Adds option to pass token end locations #201

EricMCornelius · 2017-03-11T13:06:31Z

Hi there,

I've been working on an expression parsing language with syntax highlighting and thus found a need for the end locations for each rule application to be passed to the postprocessor functions. Not sure if there's a better alternative here, but it seemed sensible to thread the parser options reference down to the Column and State objects for future configuration flexibility.

Not sure if this is the best approach, as I've just started familiarizing myself with this project yesterday, so please let me know if there is a preferable alternative way to achieve this.

…end location with end positions

tjvr · 2017-03-11T13:23:58Z

Hello! Thanks for working on this :-)

Unfortunately I don't think we can merge it—it's quite invasive, and passing the options down to individual States makes me sad and really isn't something we want to do!

Ideally, you would combine location information with your characters/tokens before passing them to nearley, something like this:

parser.feed(Array.from(source).map((char, index) => ({ char, index })))

Unfortunately it then becomes harder to match them in nearley, since the "tokens" are no longer equal === to the literals defined in your rules. :-(

Custom tokens is actually something we've been thinking about very recently -- @Hardmath123 I think this is another argument for allowing user-defined marchers as per #198! This seems like a case where adding a custom test() function to each one of your literals is clearly less convenient than supplying a custom match function.

tjvr · 2017-03-11T13:25:42Z

~~Out of curiousity—what are you using position for in your postprocessors? :-)~~ Ignore me; you already said!

EricMCornelius · 2017-03-11T13:30:13Z

Returning full token location information in each AST node - which gives the ability to easily do semantic highlighting of various node types in the original input string.

As far as passing options through, the easiest (read HACKY) way to achieve this functionality was just to thread the location through and pass it as a 4th argument to the postprocessor functions. However, the resulting signature:

(data, start, reject, end) => {}

Leaves a bit to be desired.

Have you guys addressed any ideas of how to pass a global context through to the postprocessors? Seems like a very useful thing to be able to support w/o having to resort to arbitrary globals.
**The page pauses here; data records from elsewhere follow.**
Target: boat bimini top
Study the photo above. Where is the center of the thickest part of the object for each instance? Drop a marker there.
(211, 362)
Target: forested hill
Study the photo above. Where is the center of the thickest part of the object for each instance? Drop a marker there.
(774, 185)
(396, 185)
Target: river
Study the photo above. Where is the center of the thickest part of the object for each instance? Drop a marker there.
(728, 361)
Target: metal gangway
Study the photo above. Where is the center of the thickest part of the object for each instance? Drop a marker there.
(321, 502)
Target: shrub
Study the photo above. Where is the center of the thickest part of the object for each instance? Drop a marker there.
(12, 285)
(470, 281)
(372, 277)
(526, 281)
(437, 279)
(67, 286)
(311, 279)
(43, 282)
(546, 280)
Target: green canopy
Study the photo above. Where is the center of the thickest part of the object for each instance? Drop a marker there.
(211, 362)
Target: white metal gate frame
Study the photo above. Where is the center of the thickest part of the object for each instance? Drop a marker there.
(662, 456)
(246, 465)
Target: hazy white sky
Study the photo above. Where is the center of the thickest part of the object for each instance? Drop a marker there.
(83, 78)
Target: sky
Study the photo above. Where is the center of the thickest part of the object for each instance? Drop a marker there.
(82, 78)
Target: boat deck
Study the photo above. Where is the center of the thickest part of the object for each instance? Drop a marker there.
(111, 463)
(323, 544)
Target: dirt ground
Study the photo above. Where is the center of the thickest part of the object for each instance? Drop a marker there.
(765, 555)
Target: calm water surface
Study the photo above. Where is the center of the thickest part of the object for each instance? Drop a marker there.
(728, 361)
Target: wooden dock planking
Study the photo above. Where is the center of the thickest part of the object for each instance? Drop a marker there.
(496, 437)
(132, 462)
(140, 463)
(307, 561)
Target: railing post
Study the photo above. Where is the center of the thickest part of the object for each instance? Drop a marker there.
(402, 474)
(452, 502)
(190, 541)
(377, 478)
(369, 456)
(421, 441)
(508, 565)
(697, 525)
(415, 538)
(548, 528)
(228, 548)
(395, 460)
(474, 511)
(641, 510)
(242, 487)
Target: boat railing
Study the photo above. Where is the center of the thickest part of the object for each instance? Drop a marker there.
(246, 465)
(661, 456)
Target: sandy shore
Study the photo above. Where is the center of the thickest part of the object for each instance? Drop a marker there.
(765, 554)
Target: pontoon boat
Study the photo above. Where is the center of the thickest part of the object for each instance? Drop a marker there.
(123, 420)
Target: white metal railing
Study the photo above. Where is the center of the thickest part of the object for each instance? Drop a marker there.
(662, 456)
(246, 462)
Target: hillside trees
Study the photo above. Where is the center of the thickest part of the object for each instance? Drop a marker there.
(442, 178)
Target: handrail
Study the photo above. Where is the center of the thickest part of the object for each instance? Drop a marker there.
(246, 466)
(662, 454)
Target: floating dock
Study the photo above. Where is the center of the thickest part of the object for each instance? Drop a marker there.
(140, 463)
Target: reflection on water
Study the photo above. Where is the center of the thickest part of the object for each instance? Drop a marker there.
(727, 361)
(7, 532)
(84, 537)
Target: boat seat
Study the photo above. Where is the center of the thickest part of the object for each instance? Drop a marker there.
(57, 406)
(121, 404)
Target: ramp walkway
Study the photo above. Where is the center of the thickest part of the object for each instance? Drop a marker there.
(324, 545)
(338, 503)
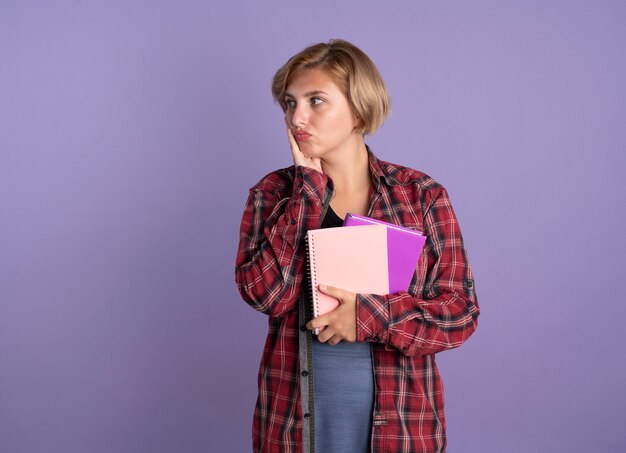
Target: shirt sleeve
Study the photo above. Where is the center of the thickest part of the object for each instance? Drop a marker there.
(444, 314)
(271, 258)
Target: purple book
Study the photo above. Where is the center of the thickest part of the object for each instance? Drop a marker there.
(404, 247)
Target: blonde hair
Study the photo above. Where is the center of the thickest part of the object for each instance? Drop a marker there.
(353, 72)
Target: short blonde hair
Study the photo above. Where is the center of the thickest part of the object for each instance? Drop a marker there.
(353, 72)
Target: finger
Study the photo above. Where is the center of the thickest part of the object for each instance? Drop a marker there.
(333, 292)
(320, 321)
(293, 144)
(325, 335)
(334, 340)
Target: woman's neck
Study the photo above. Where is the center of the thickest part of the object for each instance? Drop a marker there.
(349, 169)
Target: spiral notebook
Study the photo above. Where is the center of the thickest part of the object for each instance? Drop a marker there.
(354, 259)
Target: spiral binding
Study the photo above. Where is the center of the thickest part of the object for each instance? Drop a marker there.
(311, 275)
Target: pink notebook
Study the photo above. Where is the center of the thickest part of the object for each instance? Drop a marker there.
(353, 258)
(404, 246)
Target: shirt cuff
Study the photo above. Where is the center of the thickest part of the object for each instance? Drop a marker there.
(372, 318)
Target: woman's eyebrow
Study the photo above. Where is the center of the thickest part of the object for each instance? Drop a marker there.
(308, 93)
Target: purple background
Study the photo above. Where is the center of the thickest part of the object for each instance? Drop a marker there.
(132, 130)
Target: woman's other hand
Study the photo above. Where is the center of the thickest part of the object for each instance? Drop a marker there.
(298, 156)
(339, 324)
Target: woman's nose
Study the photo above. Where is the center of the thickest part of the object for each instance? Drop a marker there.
(299, 116)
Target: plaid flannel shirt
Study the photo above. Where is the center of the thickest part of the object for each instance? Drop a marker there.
(438, 312)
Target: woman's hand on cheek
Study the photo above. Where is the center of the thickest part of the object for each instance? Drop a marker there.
(298, 156)
(339, 324)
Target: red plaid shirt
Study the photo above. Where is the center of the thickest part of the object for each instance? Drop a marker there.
(438, 312)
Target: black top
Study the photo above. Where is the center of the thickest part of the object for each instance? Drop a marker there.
(331, 219)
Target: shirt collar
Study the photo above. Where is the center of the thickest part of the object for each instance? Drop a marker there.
(376, 171)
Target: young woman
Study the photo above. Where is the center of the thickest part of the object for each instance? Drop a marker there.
(368, 381)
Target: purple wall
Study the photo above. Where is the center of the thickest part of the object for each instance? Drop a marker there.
(131, 132)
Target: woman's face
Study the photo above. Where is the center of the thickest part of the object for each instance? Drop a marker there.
(319, 115)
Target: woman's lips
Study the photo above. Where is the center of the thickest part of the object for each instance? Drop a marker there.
(302, 136)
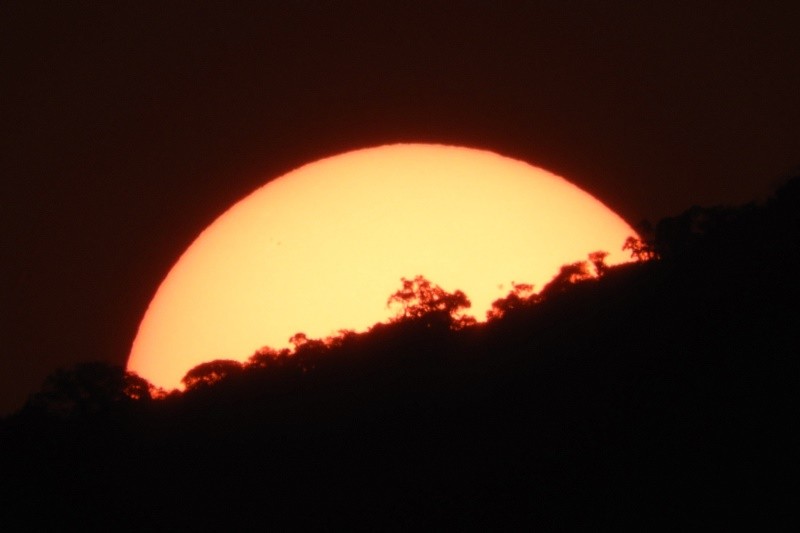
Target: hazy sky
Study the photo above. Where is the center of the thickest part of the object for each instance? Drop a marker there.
(128, 127)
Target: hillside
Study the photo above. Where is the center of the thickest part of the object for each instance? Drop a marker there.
(662, 392)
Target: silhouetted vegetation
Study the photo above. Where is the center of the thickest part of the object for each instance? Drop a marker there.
(660, 393)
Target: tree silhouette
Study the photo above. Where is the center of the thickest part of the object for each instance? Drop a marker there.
(206, 374)
(521, 294)
(90, 389)
(420, 298)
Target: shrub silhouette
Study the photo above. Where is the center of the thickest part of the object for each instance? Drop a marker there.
(420, 299)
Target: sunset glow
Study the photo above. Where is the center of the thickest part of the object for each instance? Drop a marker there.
(321, 249)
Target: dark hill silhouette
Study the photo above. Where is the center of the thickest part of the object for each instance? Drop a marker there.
(660, 393)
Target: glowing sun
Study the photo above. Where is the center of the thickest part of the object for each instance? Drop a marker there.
(321, 248)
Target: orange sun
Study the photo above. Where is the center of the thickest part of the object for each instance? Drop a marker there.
(321, 248)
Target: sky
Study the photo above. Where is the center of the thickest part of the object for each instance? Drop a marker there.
(129, 127)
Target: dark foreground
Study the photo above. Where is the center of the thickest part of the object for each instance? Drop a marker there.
(663, 394)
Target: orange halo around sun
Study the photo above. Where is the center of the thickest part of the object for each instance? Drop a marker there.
(321, 248)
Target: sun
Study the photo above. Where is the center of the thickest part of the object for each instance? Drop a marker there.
(321, 248)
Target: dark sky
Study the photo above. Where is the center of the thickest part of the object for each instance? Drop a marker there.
(128, 127)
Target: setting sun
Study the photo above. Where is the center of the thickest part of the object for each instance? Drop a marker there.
(321, 248)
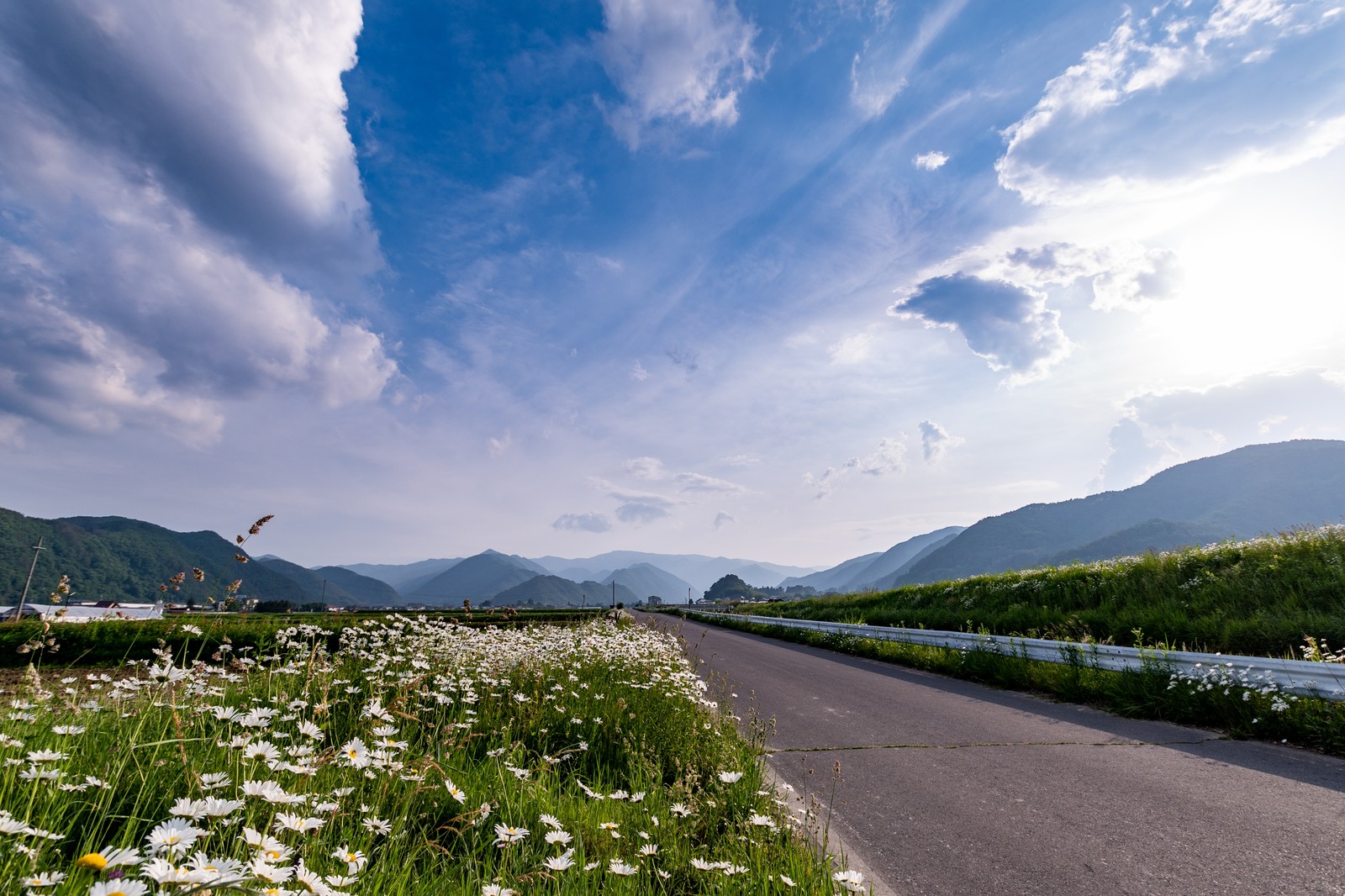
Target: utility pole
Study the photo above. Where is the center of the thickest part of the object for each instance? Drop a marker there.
(18, 611)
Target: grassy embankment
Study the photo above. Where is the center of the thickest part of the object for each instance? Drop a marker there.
(113, 642)
(417, 757)
(1268, 596)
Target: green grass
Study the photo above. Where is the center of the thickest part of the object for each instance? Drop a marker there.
(417, 748)
(1253, 598)
(112, 642)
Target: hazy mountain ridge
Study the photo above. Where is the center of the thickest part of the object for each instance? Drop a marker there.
(553, 591)
(121, 559)
(1239, 494)
(647, 580)
(699, 571)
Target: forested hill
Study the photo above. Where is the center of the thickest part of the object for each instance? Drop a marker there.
(119, 559)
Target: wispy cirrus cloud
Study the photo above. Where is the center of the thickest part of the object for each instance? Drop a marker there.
(592, 522)
(652, 470)
(891, 456)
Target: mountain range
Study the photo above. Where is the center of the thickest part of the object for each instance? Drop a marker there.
(1241, 494)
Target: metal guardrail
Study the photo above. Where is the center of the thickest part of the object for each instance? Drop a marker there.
(1290, 676)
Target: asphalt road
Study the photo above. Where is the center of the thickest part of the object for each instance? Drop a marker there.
(952, 788)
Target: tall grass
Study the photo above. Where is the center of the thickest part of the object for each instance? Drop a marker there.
(1253, 598)
(419, 756)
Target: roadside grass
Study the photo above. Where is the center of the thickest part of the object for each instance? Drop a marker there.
(417, 756)
(1250, 598)
(1221, 698)
(114, 640)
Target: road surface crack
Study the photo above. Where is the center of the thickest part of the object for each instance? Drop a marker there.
(1022, 743)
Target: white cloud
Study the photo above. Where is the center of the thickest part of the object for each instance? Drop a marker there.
(889, 458)
(583, 522)
(852, 350)
(163, 219)
(498, 445)
(1188, 96)
(880, 71)
(1006, 324)
(647, 468)
(652, 470)
(1163, 428)
(936, 441)
(1125, 275)
(930, 161)
(683, 62)
(642, 509)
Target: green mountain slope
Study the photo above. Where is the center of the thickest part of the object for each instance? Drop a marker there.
(553, 591)
(119, 559)
(1241, 494)
(477, 579)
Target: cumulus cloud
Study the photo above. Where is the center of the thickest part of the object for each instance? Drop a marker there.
(889, 458)
(1163, 428)
(498, 445)
(930, 161)
(685, 358)
(155, 224)
(852, 350)
(1009, 326)
(583, 522)
(1125, 275)
(1183, 96)
(936, 441)
(676, 64)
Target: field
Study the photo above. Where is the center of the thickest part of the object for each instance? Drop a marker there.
(113, 642)
(1253, 598)
(417, 756)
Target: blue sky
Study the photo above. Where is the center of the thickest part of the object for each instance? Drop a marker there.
(791, 280)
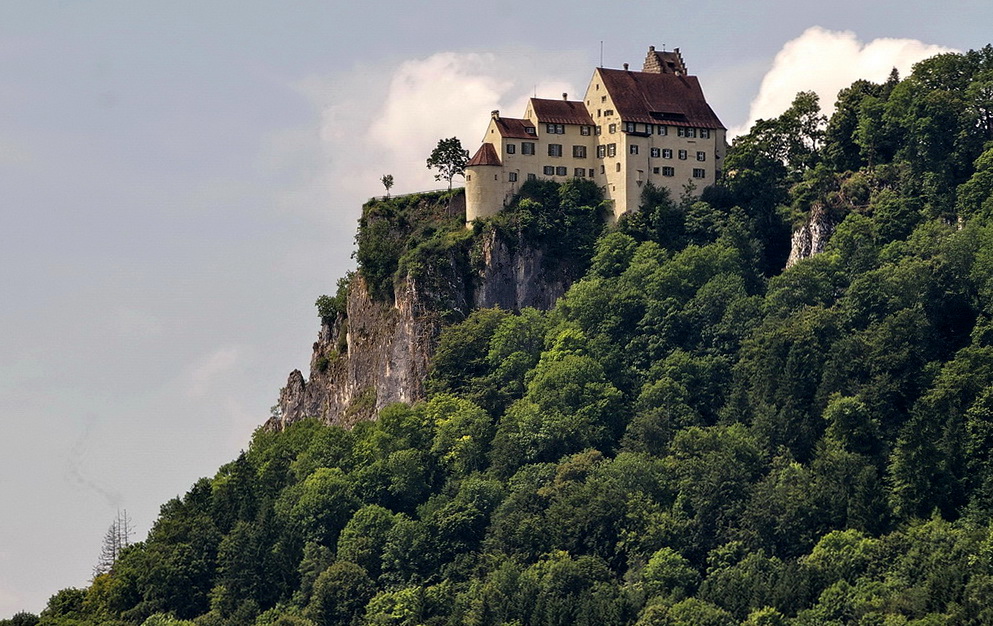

That was my motivation for trying to add options references, but usually I'd see that sort of thing achieved by a closure context instead of needing to explicitly assign a reference to each object instance.

tjvr · 2017-03-11T13:35:33Z

how to pass a global context through to the postprocessors

Smells like #63. That might be something we should revisit.

(data, start, reject, end) => {}

Hold on; I'd forgotten postprocessors already take start as an argument! Given that's the case, you can work out the end index yourself as part of your AST building :-) [Admittedly not ideal, but definitely doable.]

EricMCornelius · 2017-03-11T13:39:40Z

It's not possible, afaics, to calculate the end index at each node without requiring that you return that information from every parsed terminal - which is a major performance hit/grammar complexity when dealing with discarded whitespace terminals.

tjvr · 2017-03-11T13:40:06Z

Have you considered using a tokenizer?

EricMCornelius · 2017-03-11T13:45:38Z

In stricter languages I certainly prefer to, but token boundary classification would be fairly challenging for this particular DSL, unfortunately.

tjvr · 2017-03-11T13:51:44Z

@Hardmath123 How about in postprocessors binding this to the Parser? (Or making the Parser the fourth argument?) Massive potential for abuse, of course; but it would stop us from adding a potentially unbounded number of arguments to State :-)

It would trivially solve @EricMCornelius's problem; you could just readthis.current.

It might even make the people who want context happy...

EricMCornelius · 2017-03-11T13:55:48Z

As an aside, the PEG.js semantic predicates provide the full location information for rule applications, which is what I've used in the past / am most familiar with: https://github.com/pegjs/pegjs#--predicate-

It certainly does make quality error messages significantly easier to generate when you want to do (lazy) context-sensitive error generation during parsing (undefined variable names, etc.)

tjvr · 2017-03-11T13:58:46Z

It certainly does make quality error messages significantly easier to generate when you want to do (lazy) context-sensitive error generation during parsing (undefined variable names, etc.)

Nearley doesn't allow giving a rejection reason, since many postprocessors may run or parsing may even continue after a rejection—see #195

EricMCornelius · 2017-03-11T14:09:10Z

I'd argue that valid production matches with invalid context are great times to generate quality errors. Undefined variable names being one of the canonical examples.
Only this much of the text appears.